Arrêter les meurtres; arrêter l’homme fort

Les crises peuvent être l’occasion de réparer les torts causés par le gouvernement actuel et de réparer ce qui reste de bon. Les décès et les meurtres sont peut-être banals aujourd’hui, mais ils ne doivent pas être acceptables: ni maintenant ni à l’avenir. Il est nécessaire de développer des antidotes qui puissent reconquérir, sécuriser et protéger la démocratie. Alors que la pandémie de Covid-19 fusionne avec le fléau meurtrier de Duterte, les Philippins sont confrontés à des leçons claires qui peuvent être mises à profit lors des prochaines élections de 2022.

• Premièrement, il n’y a pas de voie vers une reprise «rapide» et il faut une gouvernance et un leadership inclusifs pour parvenir à une reconstruction durable et «à l’épreuve des crises». À l’avenir, les Philippins pourraient se montrer plus sceptiques et méfiants à l’égard des dirigeants qui promettent de tout faire sans exiger un partage des responsabilités et sans reconnaître les diverses compétences de la population philippine. Dans le monde entier, nous assistons également à des manifestations dirigées par des jeunes – à la fois de loin, comme aux États-Unis, et de près, dans les pays voisins, la Thaïlande et le Myanmar – contre la violence policière et militaire, ainsi que contre des styles et des systèmes dépassés d’autorité militarisée. Si leur domination peut sembler inéluctable à l’heure actuelle, les jeunes prennent l’initiative d’envoyer un message clair: le mythe de l’«homme fort» n’existe plus.

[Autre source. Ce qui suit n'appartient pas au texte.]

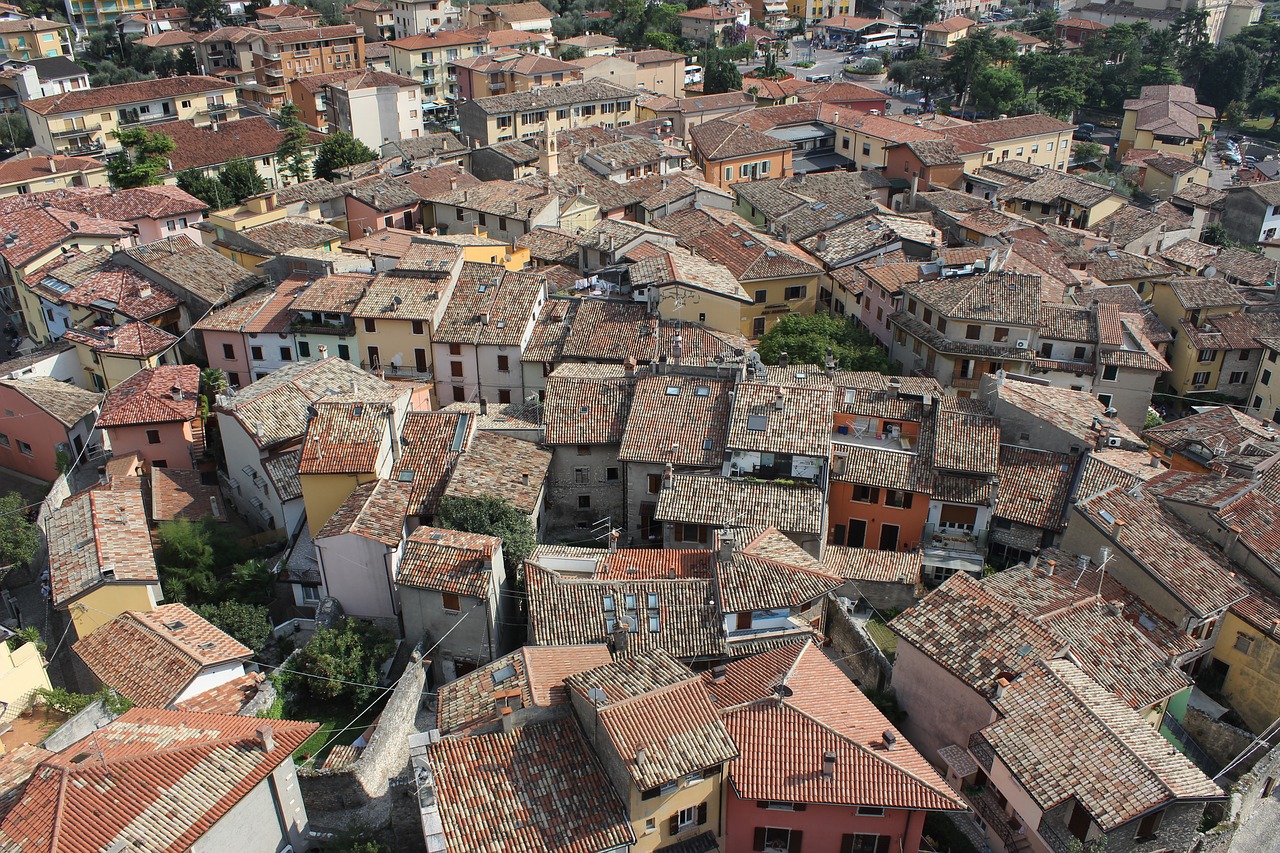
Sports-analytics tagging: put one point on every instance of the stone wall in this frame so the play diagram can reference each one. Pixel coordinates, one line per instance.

• Deuxièmement, les meurtres ont été indirectement favorisés par la fragmentation politique et la division sociétale accélérées par les technologies numériques. Ce qui s’est avéré le plus efficace pour étouffer l’action collective, c’est l’encadrement des engagements politiques en termes de loyauté de «camp» – nous contre eux / DDS (Davao Death Squad, Davao City capitale de facto de l’île de Mindanao) contre Dilawan (soutien de l’administration Aquino) – plutôt que sous l’identité unificatrice du «peuple philippin». Le fait que Duterte ait réussi à satisfaire le désir populiste initial d’un «leader fort» est le résultat des échecs précédents en matière de réponse aux crises sous le gouvernement Aquino. Plutôt que de considérer que Duterte et Aquino s’opposent, nous devons voir la continuité violente entre ces deux modèles de leadership différents.

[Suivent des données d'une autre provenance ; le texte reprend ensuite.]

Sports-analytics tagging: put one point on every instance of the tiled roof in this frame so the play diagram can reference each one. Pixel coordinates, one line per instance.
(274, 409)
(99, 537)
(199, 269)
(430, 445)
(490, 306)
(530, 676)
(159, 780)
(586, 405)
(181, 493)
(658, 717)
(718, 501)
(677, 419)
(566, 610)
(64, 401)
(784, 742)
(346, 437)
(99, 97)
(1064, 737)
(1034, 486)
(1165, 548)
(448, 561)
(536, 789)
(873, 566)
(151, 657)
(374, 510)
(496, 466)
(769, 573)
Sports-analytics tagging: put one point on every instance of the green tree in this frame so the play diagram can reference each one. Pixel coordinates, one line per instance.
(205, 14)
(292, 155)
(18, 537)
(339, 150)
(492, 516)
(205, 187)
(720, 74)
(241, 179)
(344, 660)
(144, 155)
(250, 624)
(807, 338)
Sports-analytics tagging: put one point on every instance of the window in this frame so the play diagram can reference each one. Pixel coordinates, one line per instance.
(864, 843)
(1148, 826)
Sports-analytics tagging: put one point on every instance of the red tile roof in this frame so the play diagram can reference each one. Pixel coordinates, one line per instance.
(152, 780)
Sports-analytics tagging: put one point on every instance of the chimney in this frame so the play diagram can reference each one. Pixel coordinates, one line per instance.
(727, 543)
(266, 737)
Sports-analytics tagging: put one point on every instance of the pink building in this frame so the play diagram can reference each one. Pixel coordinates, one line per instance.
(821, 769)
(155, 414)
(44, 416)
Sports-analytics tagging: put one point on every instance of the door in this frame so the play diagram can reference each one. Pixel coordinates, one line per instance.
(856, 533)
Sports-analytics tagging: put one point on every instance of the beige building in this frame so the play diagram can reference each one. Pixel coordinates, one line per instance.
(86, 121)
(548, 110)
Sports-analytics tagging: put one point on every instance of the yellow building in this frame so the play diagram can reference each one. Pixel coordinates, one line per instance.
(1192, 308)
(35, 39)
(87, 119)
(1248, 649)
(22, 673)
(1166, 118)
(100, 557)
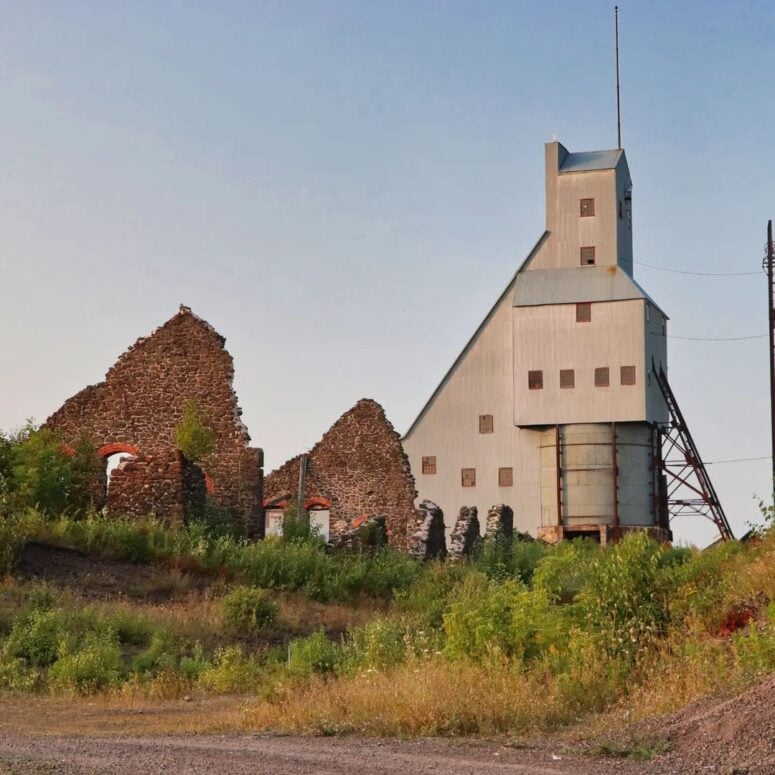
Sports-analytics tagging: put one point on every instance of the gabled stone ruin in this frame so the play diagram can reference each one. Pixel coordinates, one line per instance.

• Troisièmement, l’ascension et la résilience du pouvoir de Duterte sont liées au fait qu’il a su tirer parti du sexisme, de la misogynie, des préjugés de classe et de région sous-jacents dans la société philippine. Il est clair que la misogynie de Duterte ne prête pas à rire. Les blagues sur les viols ne sont ni drôles ni inoffensives. Ses discours font partie de la violence sociétale et la nourrissent. Enfin, le chemin pour mettre fin aux meurtres sera long et difficile, mais nécessaire. Les défis à relever en matière de gouvernance seront plus complexes et plus difficiles. Une étape indispensable dans cette direction est la reconnaissance et la guérison du chagrin collectif à l’échelle transnationale. C’est alors que pourra commencer la tâche de recentrer les énergies vers la construction de nouveaux leaders et de nouveaux programmes politiques. (Article publié sur le site New Mandala en date du 27 mars 2021; traduction rédaction de A l’Encontre)

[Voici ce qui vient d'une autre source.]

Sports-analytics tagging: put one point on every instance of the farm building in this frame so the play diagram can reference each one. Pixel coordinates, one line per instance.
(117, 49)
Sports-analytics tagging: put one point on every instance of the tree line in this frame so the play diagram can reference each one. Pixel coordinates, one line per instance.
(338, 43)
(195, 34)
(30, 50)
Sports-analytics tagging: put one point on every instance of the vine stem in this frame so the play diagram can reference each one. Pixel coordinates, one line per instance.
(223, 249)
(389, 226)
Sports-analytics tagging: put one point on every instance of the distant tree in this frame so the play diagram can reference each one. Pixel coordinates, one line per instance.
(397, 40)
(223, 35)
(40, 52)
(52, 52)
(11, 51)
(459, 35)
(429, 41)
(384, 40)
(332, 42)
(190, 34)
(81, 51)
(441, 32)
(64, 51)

Earvin Charles Cabalquinto est maître de conférences en communication à la School of Communication and Creative Arts de l’université Deakin. Son livre intitulé (Im)mobile Homes: Family at a distance in the age of mobile media est à paraître dans la série «Mobile Communication» d’Oxford University Press.

Dr Maria Tanyag est chargée de recherche (maître de conférences) au département des relations internationales de la Coral Bell School of Asia Pacific Affairs de l’Australian National University.